In this writeup, I explore the nonlinear narrative of (500) Days of Summer and how single viewing film criticism is not a reliable method of gauging a director’s vision and a second watch might be essential to painting the whole picture.
Love? Love! Love.
500 Days of Summer is a romantic comedy featuring Tom Hansen and Summer Finn, played by Joseph Gordon-Levitt and Zooey Deschanel respectively. Over the course of 95 minutes, we are allowed to explore both characters (characters) and their intimate interdependency (or lack thereof). With divorce rates rising and the ubiquitousness of broken families, young adults struggle to know if love is even possible — which is the main theme of Marc Webb’s sleeper hit. I remember watching when I was fourteen and hating Summer: her personality her dialogue, her clothes, and her. Just all of her.
Jesse Tribble and his video essay, ‘3 Interpretations of Summer’, said it best: ‘As we grow older our perspective changes, and over time we have different interpretations of the same film.’ Revisiting this motion picture on its eleventh anniversary this year mid-pandemic opened many doors for further analysis.
Summers’s dismissiveness towards Tom can be quickly judged as negative and hurtful but as viewers, we need to closely examine wants and needs before we ourselves make rash decisions. I break down why Tom’s opening lines create a veneered prejudice:
This is not a love story.
By employing his (and only his) point-of-view we immediately feel bad for him. We all but fell for this films wholly uncommon trope: the ‘damoiseau in distress.’
Tom’s (romanticism)
Tom is a Romantic — his entire identity is built around hipster movies and songs. And the film doesn’t shy away from this hyperbole: carefully chosen brown palette tones, worn vintage thrift, dreams in parodies of Ingmar Bergman, and a square aspect ratio with rounded corners evoking memories of album covers and monochromatic classics. Even the OST has the sweet summery notes of fling, flirtatiousness, and frisson.
He’s also an architect but works as a low-level writer for a greeting card company. He meets Summer and instantly falls for her. But there’s a catch. There’s always a catch. Paraphrasing the 2009 star-studded rom-com: She’s just not that into you.
I’m not really looking for anything serious. Is that okay?
Yeah.
Tom projects his fantasies and desire to find his soulmate onto a girl who, at the start of their relationship, makes it explicitly clear to him that she is not looking for something serious. His agreeability is a catalyst that paves the way for his future pain. For some reason, he convinces himself that he will be the one to change her mind on love, and convince her that soulmates are real. From the minute he meets Summer to the last time they talk, he never sees her in his mind as her own individual person. He creates a fantasy version of her in his head and then feels betrayed when she has needs and wants that don’t align with his. This is a fairly predictable response from someone who considers himself to be the ‘nice guy’; he believes Summer owes him an explanation and a relationship label because he has given her time and love. But ultimately it is not Summer who lets him down, it is his own unrealistic expectations.

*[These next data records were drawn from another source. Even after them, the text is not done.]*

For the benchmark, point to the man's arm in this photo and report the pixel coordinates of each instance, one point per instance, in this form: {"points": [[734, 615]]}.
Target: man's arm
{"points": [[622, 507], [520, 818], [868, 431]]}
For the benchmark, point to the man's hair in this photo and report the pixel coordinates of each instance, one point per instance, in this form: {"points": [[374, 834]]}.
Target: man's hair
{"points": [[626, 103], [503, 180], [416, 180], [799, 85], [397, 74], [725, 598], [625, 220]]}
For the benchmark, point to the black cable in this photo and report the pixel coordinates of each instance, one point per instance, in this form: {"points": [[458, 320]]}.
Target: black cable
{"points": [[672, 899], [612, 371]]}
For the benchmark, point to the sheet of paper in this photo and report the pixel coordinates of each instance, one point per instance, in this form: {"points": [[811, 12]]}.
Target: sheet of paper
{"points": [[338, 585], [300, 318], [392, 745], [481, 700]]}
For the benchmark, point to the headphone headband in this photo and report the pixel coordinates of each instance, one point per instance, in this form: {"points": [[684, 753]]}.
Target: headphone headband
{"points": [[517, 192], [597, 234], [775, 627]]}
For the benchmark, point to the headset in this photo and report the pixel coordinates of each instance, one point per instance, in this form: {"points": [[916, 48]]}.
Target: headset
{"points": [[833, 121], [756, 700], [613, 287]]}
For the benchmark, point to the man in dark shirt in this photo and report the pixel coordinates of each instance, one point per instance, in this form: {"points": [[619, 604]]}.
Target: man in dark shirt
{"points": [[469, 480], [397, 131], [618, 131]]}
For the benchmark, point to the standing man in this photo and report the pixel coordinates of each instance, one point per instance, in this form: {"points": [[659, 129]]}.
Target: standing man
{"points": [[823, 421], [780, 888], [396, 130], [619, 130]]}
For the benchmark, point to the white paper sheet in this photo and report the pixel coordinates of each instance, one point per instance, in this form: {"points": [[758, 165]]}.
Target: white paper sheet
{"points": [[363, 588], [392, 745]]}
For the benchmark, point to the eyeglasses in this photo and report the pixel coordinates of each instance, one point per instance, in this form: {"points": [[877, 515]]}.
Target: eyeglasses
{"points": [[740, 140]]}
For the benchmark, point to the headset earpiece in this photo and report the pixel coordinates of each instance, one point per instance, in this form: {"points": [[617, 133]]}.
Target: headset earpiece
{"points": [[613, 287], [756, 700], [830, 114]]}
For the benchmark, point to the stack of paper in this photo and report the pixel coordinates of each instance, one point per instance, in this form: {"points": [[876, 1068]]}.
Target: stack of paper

After everything he goes through, the idea of Tom as a flawed hero garners feelings of sympathy. After all, he clearly does care about her and he only wants to be loved in return. Despite his flaws, Tom is not an unlikeable character, nor is he entirely in the wrong. But when you really pay attention to the relationship and the dynamics, it is easy to see that Tom acts selfishly from the get-go. He ignores fairly clear signs from Summer that not only is she not particularly happy at the end of their relationship, but she was never looking for her soulmate, to begin with.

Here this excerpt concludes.